Gene expression fingerprinting for human hereditary hemorrhagic telangiectasia.

Author information

  • 1Centro de Investigaciones Biológicas, CSIC, Madrid, Spain, 2 Center for Biomedical Research on Rare Diseases (CIBERER), Madrid, Spain.

Erratum in

  • Hum Mol Genet. 2007 Nov 1;16(21):2649. Fernandez-Lopez, Africa [corrected to Fernandez-L, Africa].

Abstract

Hereditary hemorrhagic telangiectasia (HHT) or Osler-Weber-Rendu syndrome is an autosomal dominant vascular disorder characterized by telangiectases and internal arteriovenous malformations. It is caused by mutations in elements of the transforming growth factor-beta (TGF-beta) receptor complex: endoglin, a co-receptor, responsible for HHT1, or ALK1 (activin receptor-like kinase 1), a type I receptor leading to HHT2. Recently, we have established cultures of HHT endothelial cells, primary targets of the disease.
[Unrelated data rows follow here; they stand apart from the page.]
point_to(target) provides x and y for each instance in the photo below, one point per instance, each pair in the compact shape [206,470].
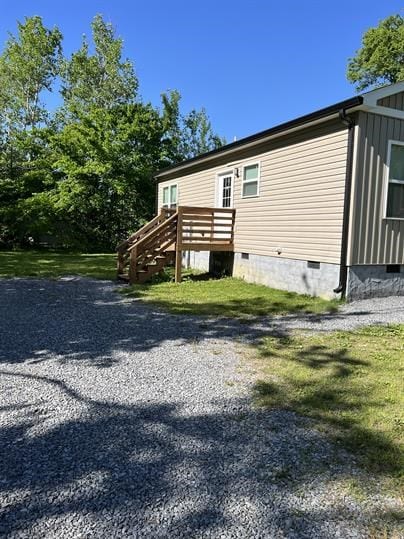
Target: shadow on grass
[346,393]
[227,297]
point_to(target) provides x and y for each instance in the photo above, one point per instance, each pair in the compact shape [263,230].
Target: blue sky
[252,64]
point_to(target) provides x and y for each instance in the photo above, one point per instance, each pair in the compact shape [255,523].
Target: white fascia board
[371,98]
[383,111]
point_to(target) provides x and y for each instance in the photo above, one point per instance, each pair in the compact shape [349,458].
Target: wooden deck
[164,238]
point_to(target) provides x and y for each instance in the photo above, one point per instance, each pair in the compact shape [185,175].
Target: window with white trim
[395,187]
[250,180]
[170,194]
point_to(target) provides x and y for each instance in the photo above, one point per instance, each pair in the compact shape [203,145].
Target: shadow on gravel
[147,470]
[145,467]
[83,321]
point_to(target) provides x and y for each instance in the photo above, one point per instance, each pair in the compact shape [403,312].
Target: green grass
[49,264]
[230,297]
[350,383]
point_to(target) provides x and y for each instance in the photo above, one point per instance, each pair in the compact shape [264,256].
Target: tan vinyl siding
[395,101]
[375,240]
[301,193]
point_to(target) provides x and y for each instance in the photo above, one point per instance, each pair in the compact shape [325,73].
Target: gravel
[118,420]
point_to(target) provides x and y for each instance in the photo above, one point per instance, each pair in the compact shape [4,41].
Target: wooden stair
[161,241]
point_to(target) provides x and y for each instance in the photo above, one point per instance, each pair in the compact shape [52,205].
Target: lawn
[230,297]
[350,383]
[50,264]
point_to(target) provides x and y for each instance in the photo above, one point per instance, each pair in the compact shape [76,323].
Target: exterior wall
[298,213]
[288,274]
[373,238]
[373,281]
[394,101]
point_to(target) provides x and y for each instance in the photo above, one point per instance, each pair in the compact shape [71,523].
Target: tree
[28,66]
[381,58]
[185,136]
[100,80]
[105,164]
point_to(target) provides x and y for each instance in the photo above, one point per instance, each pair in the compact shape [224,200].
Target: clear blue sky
[252,64]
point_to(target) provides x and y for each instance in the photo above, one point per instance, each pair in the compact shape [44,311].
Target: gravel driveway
[118,420]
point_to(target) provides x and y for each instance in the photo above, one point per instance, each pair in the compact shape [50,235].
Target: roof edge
[278,129]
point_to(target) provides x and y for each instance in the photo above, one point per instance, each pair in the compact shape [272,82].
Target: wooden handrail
[154,231]
[187,228]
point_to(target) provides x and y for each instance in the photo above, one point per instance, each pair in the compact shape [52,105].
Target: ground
[118,419]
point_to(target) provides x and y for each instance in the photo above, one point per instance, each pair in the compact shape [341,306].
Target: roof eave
[298,123]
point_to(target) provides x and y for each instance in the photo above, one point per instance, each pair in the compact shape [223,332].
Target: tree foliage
[81,176]
[380,60]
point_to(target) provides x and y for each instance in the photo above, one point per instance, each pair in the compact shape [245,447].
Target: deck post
[132,265]
[178,249]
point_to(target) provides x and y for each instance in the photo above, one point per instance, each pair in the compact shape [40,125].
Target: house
[314,205]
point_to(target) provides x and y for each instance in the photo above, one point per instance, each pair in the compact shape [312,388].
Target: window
[226,192]
[395,188]
[250,180]
[393,268]
[170,196]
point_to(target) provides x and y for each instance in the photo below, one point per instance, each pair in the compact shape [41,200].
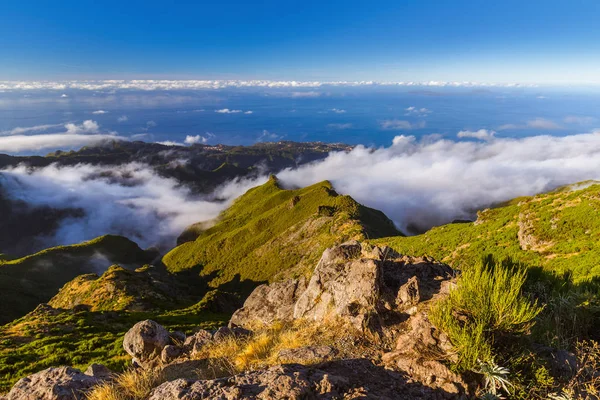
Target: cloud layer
[220,84]
[429,183]
[74,135]
[130,200]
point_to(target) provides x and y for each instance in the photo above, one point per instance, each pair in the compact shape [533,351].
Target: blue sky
[506,41]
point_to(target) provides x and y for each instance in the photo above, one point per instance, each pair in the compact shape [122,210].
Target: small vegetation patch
[487,302]
[78,339]
[270,230]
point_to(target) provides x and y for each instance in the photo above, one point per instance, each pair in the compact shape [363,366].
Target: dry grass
[262,348]
[130,385]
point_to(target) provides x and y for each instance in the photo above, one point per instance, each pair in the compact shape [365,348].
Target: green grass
[488,302]
[29,281]
[77,339]
[565,225]
[270,231]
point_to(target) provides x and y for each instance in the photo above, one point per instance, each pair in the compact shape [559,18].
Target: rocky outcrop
[418,352]
[369,287]
[99,371]
[62,383]
[307,354]
[145,342]
[347,379]
[268,303]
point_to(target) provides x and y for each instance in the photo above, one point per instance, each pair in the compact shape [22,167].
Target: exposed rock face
[360,284]
[99,371]
[373,288]
[145,342]
[307,354]
[526,235]
[413,355]
[348,379]
[62,383]
[193,344]
[170,353]
[268,303]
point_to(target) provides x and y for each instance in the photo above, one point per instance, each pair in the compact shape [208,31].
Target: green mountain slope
[270,231]
[29,281]
[119,289]
[558,231]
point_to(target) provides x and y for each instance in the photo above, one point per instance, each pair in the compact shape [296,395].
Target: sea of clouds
[418,183]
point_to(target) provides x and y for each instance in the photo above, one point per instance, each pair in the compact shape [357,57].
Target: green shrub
[486,303]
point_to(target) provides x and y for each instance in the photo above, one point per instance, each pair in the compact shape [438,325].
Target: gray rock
[422,339]
[344,285]
[193,344]
[222,333]
[145,342]
[307,354]
[62,383]
[177,338]
[348,379]
[170,353]
[408,294]
[269,303]
[361,284]
[99,371]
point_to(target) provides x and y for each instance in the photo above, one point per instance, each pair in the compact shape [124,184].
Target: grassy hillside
[48,338]
[29,281]
[558,231]
[118,289]
[270,231]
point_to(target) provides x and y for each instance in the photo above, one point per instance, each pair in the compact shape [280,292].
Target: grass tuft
[486,303]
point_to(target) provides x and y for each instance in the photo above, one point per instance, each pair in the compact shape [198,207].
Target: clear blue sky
[533,41]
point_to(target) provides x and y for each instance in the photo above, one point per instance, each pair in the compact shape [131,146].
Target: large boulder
[268,303]
[343,285]
[62,383]
[145,342]
[348,379]
[417,353]
[365,286]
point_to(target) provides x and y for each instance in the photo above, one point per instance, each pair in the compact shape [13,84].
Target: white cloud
[483,134]
[396,124]
[431,182]
[415,111]
[86,127]
[30,129]
[305,94]
[197,139]
[228,111]
[158,84]
[340,126]
[579,120]
[20,143]
[542,123]
[170,143]
[130,200]
[267,136]
[536,123]
[507,127]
These cells showed deficient TGF-beta signaling and angiogenesis, representing a useful human model to study the molecular mechanism of this disease. To understand the pathogenic mechanism underlying HHT, we have used total RNA probes to compare HHT versus non-HHT cells by expression microarrays. This work represents a systematic study to identify target genes affected in HHT cells. Given the similarity of symptoms in HHT1 and HHT2, special interest has been put on the identification of common targets for both HHT types. As a result, 277 downregulated and 63 upregulated genes were identified in HHT versus control cells. These genes are involved in biological processes relevant to the HHT pathology, such as angiogenesis, cytoskeleton, cell migration, proliferation and NO synthesis. The type of misregulated genes found in HHT endothelial cells lead us to propose a model of HHT pathogenesis, opening new perspectives to understand this disorder. Moreover, as the disease is originated by mutations in proteins of the TGF-beta receptor complex, these results may be useful to find out targets of the TGF-beta pathway in endothelium.

PMID:
17420163
DOI:
10.1093/hmg/ddm069
[PubMed - indexed for MEDLINE]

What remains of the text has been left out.